2025-07-05 12:24:25 UTC; yamamoto

Author:

Hiroyuki Yamamoto [aut, cre]

Maintainer:

Hiroyuki Yamamoto <h.yama2396@gmail.com>

Repository:

CRAN

Date/Publication:

2025-07-05 12:40:02 UTC

Convert metabolite set / csv to list

Description

This function converts your own metabolite set (csv file to list).

Usage

csv2list(filepath)

Arguments

filepath

file path of metabolite set (csv file)

Details

The first row of csv file are "metabolite set name" and "metabolite IDs" as header.

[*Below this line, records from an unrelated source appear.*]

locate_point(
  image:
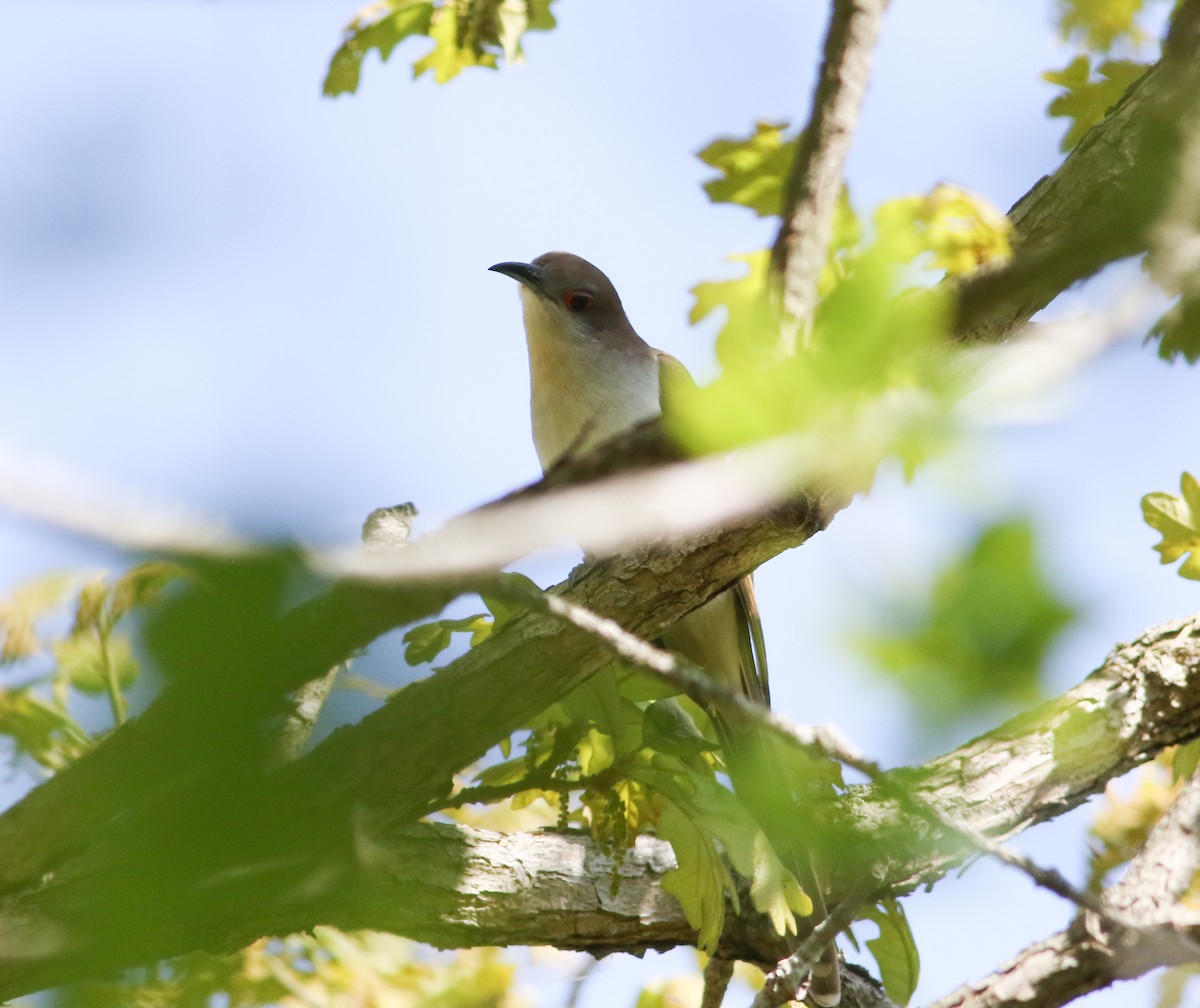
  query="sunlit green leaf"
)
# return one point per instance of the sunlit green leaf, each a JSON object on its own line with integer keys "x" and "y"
{"x": 1179, "y": 521}
{"x": 754, "y": 169}
{"x": 1179, "y": 331}
{"x": 669, "y": 729}
{"x": 1101, "y": 24}
{"x": 426, "y": 641}
{"x": 41, "y": 730}
{"x": 894, "y": 951}
{"x": 983, "y": 634}
{"x": 700, "y": 880}
{"x": 94, "y": 665}
{"x": 465, "y": 33}
{"x": 27, "y": 605}
{"x": 381, "y": 27}
{"x": 1087, "y": 99}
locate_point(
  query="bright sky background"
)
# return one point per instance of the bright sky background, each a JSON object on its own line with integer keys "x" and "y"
{"x": 223, "y": 291}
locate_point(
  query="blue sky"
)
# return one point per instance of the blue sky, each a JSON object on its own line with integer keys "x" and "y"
{"x": 221, "y": 289}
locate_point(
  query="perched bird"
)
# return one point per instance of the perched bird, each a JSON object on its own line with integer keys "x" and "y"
{"x": 593, "y": 377}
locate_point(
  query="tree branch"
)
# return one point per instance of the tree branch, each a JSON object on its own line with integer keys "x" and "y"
{"x": 815, "y": 183}
{"x": 313, "y": 844}
{"x": 1102, "y": 203}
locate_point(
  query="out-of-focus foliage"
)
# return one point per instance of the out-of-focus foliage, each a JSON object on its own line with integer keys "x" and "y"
{"x": 754, "y": 169}
{"x": 1102, "y": 24}
{"x": 1179, "y": 330}
{"x": 672, "y": 993}
{"x": 895, "y": 951}
{"x": 1179, "y": 521}
{"x": 1093, "y": 81}
{"x": 1086, "y": 96}
{"x": 875, "y": 378}
{"x": 1120, "y": 828}
{"x": 1125, "y": 819}
{"x": 465, "y": 33}
{"x": 325, "y": 969}
{"x": 49, "y": 666}
{"x": 877, "y": 375}
{"x": 978, "y": 642}
{"x": 959, "y": 231}
{"x": 426, "y": 641}
{"x": 639, "y": 759}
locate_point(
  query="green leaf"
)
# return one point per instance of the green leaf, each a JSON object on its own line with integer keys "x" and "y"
{"x": 502, "y": 609}
{"x": 24, "y": 606}
{"x": 894, "y": 951}
{"x": 982, "y": 636}
{"x": 88, "y": 663}
{"x": 1179, "y": 331}
{"x": 1185, "y": 760}
{"x": 142, "y": 586}
{"x": 1086, "y": 100}
{"x": 40, "y": 730}
{"x": 465, "y": 33}
{"x": 381, "y": 27}
{"x": 1101, "y": 24}
{"x": 876, "y": 376}
{"x": 669, "y": 729}
{"x": 426, "y": 641}
{"x": 700, "y": 880}
{"x": 1179, "y": 521}
{"x": 753, "y": 169}
{"x": 449, "y": 55}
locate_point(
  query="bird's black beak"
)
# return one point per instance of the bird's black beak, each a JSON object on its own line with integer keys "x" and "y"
{"x": 528, "y": 274}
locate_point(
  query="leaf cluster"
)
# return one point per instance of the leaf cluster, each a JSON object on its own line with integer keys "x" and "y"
{"x": 37, "y": 706}
{"x": 465, "y": 34}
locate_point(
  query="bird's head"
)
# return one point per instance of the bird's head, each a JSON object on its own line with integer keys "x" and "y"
{"x": 570, "y": 291}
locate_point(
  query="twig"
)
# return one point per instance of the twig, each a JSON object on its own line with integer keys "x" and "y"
{"x": 718, "y": 973}
{"x": 816, "y": 175}
{"x": 822, "y": 739}
{"x": 784, "y": 983}
{"x": 1146, "y": 934}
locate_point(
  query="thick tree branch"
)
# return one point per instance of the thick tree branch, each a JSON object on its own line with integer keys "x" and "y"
{"x": 1091, "y": 954}
{"x": 1102, "y": 203}
{"x": 311, "y": 846}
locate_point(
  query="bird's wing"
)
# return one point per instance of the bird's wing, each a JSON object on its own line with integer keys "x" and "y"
{"x": 673, "y": 381}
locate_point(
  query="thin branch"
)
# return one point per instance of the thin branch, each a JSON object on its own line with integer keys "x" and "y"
{"x": 786, "y": 981}
{"x": 815, "y": 183}
{"x": 1139, "y": 931}
{"x": 823, "y": 741}
{"x": 718, "y": 973}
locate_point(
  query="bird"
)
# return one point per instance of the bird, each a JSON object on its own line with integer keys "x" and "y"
{"x": 592, "y": 378}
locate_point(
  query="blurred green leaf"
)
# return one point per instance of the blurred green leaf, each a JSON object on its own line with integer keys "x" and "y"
{"x": 93, "y": 665}
{"x": 894, "y": 951}
{"x": 425, "y": 642}
{"x": 700, "y": 880}
{"x": 669, "y": 729}
{"x": 40, "y": 729}
{"x": 961, "y": 231}
{"x": 1087, "y": 99}
{"x": 1179, "y": 521}
{"x": 381, "y": 27}
{"x": 876, "y": 377}
{"x": 1179, "y": 331}
{"x": 753, "y": 169}
{"x": 465, "y": 33}
{"x": 1101, "y": 24}
{"x": 983, "y": 635}
{"x": 25, "y": 606}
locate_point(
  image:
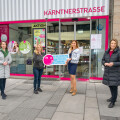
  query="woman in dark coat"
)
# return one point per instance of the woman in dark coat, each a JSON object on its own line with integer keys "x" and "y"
{"x": 111, "y": 78}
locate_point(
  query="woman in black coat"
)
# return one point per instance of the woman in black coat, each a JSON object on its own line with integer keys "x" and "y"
{"x": 111, "y": 77}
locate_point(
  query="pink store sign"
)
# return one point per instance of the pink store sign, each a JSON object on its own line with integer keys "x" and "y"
{"x": 4, "y": 33}
{"x": 75, "y": 11}
{"x": 48, "y": 59}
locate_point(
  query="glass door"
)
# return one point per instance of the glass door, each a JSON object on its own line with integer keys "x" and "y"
{"x": 98, "y": 38}
{"x": 76, "y": 30}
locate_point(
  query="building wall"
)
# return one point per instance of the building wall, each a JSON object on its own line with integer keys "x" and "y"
{"x": 116, "y": 20}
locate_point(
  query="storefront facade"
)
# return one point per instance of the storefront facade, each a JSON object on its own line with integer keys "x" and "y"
{"x": 64, "y": 21}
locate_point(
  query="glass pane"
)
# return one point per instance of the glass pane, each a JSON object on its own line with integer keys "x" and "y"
{"x": 83, "y": 38}
{"x": 19, "y": 33}
{"x": 98, "y": 27}
{"x": 67, "y": 35}
{"x": 53, "y": 45}
{"x": 22, "y": 63}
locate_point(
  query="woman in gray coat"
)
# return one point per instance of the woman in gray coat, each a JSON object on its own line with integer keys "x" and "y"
{"x": 5, "y": 60}
{"x": 111, "y": 78}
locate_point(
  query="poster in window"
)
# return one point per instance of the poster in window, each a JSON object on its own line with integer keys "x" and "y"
{"x": 96, "y": 41}
{"x": 39, "y": 36}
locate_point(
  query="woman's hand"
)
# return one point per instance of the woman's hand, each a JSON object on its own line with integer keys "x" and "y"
{"x": 69, "y": 59}
{"x": 5, "y": 63}
{"x": 106, "y": 64}
{"x": 110, "y": 64}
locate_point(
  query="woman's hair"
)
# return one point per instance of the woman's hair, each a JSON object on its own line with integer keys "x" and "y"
{"x": 15, "y": 47}
{"x": 71, "y": 48}
{"x": 115, "y": 41}
{"x": 36, "y": 49}
{"x": 1, "y": 44}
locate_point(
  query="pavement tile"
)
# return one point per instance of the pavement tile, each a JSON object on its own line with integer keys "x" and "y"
{"x": 108, "y": 118}
{"x": 22, "y": 114}
{"x": 103, "y": 106}
{"x": 47, "y": 112}
{"x": 56, "y": 99}
{"x": 16, "y": 92}
{"x": 90, "y": 93}
{"x": 91, "y": 102}
{"x": 2, "y": 116}
{"x": 91, "y": 114}
{"x": 12, "y": 105}
{"x": 41, "y": 119}
{"x": 73, "y": 104}
{"x": 67, "y": 116}
{"x": 37, "y": 101}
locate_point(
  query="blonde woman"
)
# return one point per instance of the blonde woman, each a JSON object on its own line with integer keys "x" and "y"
{"x": 38, "y": 67}
{"x": 111, "y": 77}
{"x": 74, "y": 55}
{"x": 5, "y": 61}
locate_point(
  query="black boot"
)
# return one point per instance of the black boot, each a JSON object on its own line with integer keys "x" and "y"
{"x": 3, "y": 96}
{"x": 109, "y": 100}
{"x": 111, "y": 105}
{"x": 39, "y": 89}
{"x": 35, "y": 91}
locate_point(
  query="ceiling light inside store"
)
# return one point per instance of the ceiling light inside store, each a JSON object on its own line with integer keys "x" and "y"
{"x": 80, "y": 31}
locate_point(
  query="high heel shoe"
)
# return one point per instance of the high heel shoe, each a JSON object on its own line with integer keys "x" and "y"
{"x": 74, "y": 92}
{"x": 71, "y": 90}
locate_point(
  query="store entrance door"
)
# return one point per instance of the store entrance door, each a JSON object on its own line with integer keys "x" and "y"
{"x": 77, "y": 29}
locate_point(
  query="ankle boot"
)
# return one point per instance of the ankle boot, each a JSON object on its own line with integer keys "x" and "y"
{"x": 74, "y": 92}
{"x": 71, "y": 90}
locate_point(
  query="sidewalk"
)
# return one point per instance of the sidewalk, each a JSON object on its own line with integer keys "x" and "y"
{"x": 56, "y": 103}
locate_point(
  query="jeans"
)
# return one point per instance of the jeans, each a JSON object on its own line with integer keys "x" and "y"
{"x": 2, "y": 85}
{"x": 37, "y": 77}
{"x": 114, "y": 93}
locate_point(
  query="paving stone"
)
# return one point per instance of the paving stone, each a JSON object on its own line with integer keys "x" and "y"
{"x": 73, "y": 104}
{"x": 52, "y": 105}
{"x": 90, "y": 86}
{"x": 60, "y": 91}
{"x": 41, "y": 119}
{"x": 2, "y": 116}
{"x": 81, "y": 87}
{"x": 49, "y": 87}
{"x": 24, "y": 86}
{"x": 16, "y": 92}
{"x": 91, "y": 102}
{"x": 22, "y": 114}
{"x": 56, "y": 99}
{"x": 47, "y": 112}
{"x": 91, "y": 114}
{"x": 102, "y": 89}
{"x": 37, "y": 101}
{"x": 12, "y": 105}
{"x": 67, "y": 116}
{"x": 90, "y": 93}
{"x": 103, "y": 106}
{"x": 108, "y": 118}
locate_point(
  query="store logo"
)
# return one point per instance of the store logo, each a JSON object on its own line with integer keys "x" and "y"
{"x": 100, "y": 27}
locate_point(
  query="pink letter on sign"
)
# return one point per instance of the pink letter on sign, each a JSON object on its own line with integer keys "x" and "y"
{"x": 48, "y": 59}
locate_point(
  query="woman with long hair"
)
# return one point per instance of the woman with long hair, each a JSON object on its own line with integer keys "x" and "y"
{"x": 5, "y": 61}
{"x": 16, "y": 47}
{"x": 111, "y": 77}
{"x": 72, "y": 61}
{"x": 38, "y": 67}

The first column must be metabolite IDs and second column must be metabolite set name.

Value

list of metabolite set name and metabolite IDs

Author(s)

Hiroyuki Yamamoto

Examples

	# ---------------------------
	#  Convert csv file to list
	# ---------------------------
	# filepath <- "C:/pathway.csv"	# filepath of csv file
	# N <- csv2list(filepath)	# convert csv file to list

Metabolome data from a fasting mouse study

Description

Example data derived from a fasting mouse liver metabolomics study, originally published by Yamamoto et al. and distributed in the loadings package as fasting. This version is reformatted and annotated to reproduce the analysis setup used in MetaboAnalyst. It is intended for demonstrating ORA and MSEA functions in the mseapca package.

Usage

data(fasting_mseapca)

Format

A named list with the following components:

SIG: Character vector of significant metabolites (e.g., p < 0.05).
DET: Character vector of all detected metabolites.
pathway: Named list of metabolite sets (pathways). Each element is a character vector of metabolite IDs belonging to that pathway.

Details

The dataset is intended for vignette examples:

SIG — Significant metabolites (p < 0.05) obtained from statistical analysis of a fasting vs control comparison.
DET — Background list of all detected metabolites.
pathway — Pathway definitions from MetaboAnalyst, reused for mouse data.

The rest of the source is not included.